On the MedEd Portal homepage, the first featured publication is a submission from our Department of Medicine colleagues, Dan Alford, Angela Jackson, and Jane Liebschutz (with Ben Siegel from Pediatrics).

Their publication, Prescription Drug Abuse: An Introduction, started as a two-hour lecture for internal medicine residents. After receiving evaluations, they enhanced the presentation with PowerPoint slides and references. For submission to peer review, they included learning objectives and lessons learned.

The Faculty Development Seminar series will include a presentation on how to publish educational scholarship using MedEd Portal. It is scheduled for Monday, December 13 at noon in Evans 118. The on-line database is also a helpful source for ready-made and tested teaching materials.

Your First Patient

Wednesday, November 10th, 2010

We know from Mary Roach's oddly cheerful book, Stiff, that human cadavers play an unseen but important role in everything from bullet testing to automobile safety. Of course, cadavers are also central to medical education. Learning anatomy by dissecting an anonymous body is a rite of passage for future doctors.

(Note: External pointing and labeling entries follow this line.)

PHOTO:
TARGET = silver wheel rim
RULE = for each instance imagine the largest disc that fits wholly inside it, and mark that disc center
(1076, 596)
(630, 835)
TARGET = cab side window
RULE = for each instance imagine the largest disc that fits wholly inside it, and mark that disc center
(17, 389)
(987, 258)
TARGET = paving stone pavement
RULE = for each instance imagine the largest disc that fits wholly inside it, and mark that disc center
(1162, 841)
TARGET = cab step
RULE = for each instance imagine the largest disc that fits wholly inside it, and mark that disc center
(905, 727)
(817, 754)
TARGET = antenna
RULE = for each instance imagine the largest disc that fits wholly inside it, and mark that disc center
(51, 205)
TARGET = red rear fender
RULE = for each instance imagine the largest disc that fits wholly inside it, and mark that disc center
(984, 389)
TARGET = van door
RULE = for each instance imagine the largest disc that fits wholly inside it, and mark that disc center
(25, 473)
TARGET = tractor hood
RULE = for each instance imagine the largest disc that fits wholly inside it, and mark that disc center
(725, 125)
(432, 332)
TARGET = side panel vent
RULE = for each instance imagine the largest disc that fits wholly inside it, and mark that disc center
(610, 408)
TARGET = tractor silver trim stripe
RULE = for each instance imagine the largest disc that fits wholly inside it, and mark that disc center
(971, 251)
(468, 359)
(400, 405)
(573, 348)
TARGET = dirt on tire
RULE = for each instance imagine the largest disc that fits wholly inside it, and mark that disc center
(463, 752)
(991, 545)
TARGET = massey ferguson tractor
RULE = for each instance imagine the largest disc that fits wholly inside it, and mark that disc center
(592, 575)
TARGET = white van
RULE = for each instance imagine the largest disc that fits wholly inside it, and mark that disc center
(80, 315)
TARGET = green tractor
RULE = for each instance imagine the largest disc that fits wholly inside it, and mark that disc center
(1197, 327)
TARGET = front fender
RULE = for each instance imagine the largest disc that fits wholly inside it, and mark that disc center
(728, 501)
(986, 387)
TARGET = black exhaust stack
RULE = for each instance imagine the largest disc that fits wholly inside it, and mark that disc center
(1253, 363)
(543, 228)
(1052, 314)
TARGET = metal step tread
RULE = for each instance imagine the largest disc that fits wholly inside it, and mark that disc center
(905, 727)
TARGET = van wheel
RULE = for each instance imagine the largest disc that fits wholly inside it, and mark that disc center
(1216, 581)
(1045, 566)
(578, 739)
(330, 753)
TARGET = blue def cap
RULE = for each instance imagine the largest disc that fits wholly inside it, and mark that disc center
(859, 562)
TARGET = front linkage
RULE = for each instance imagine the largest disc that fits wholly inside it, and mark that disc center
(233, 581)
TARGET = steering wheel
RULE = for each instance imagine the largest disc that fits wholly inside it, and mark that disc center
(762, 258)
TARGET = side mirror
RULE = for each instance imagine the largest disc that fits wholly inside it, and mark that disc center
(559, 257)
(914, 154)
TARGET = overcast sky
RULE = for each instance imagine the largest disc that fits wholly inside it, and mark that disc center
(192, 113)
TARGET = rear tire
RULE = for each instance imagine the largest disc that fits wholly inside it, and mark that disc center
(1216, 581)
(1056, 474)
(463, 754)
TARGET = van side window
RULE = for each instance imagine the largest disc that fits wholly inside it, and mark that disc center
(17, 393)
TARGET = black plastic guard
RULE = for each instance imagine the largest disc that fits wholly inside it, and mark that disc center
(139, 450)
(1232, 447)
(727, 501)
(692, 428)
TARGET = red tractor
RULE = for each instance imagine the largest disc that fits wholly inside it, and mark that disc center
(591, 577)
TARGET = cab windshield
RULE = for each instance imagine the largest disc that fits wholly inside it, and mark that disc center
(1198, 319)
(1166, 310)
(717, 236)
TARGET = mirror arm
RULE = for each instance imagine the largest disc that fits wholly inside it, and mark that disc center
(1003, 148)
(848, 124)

It's also an expensive ritual. As medical imaging technology improves, some medical schools are seeking to replace live dissection with computer simulation. One school in Indiana is going in the opposite direction. They are integrating dissection into the entire curriculum by making the cadaver a doctor's first patient.

As reported in the Chronicle of Higher Education, students at Indiana University Northwest meet relatives of the deceased to gain a fuller picture of how the person lived, not just how she died. The students learn a more holistic approach to medicine, applying the lessons of their histology class to the tissues they examined.

For their part, the family members gain insight into their family's health history. The husband of one donor plans to attend the graduation of the students who dissected his wife. This approach models not only good pedagogy, but also good clinical practice.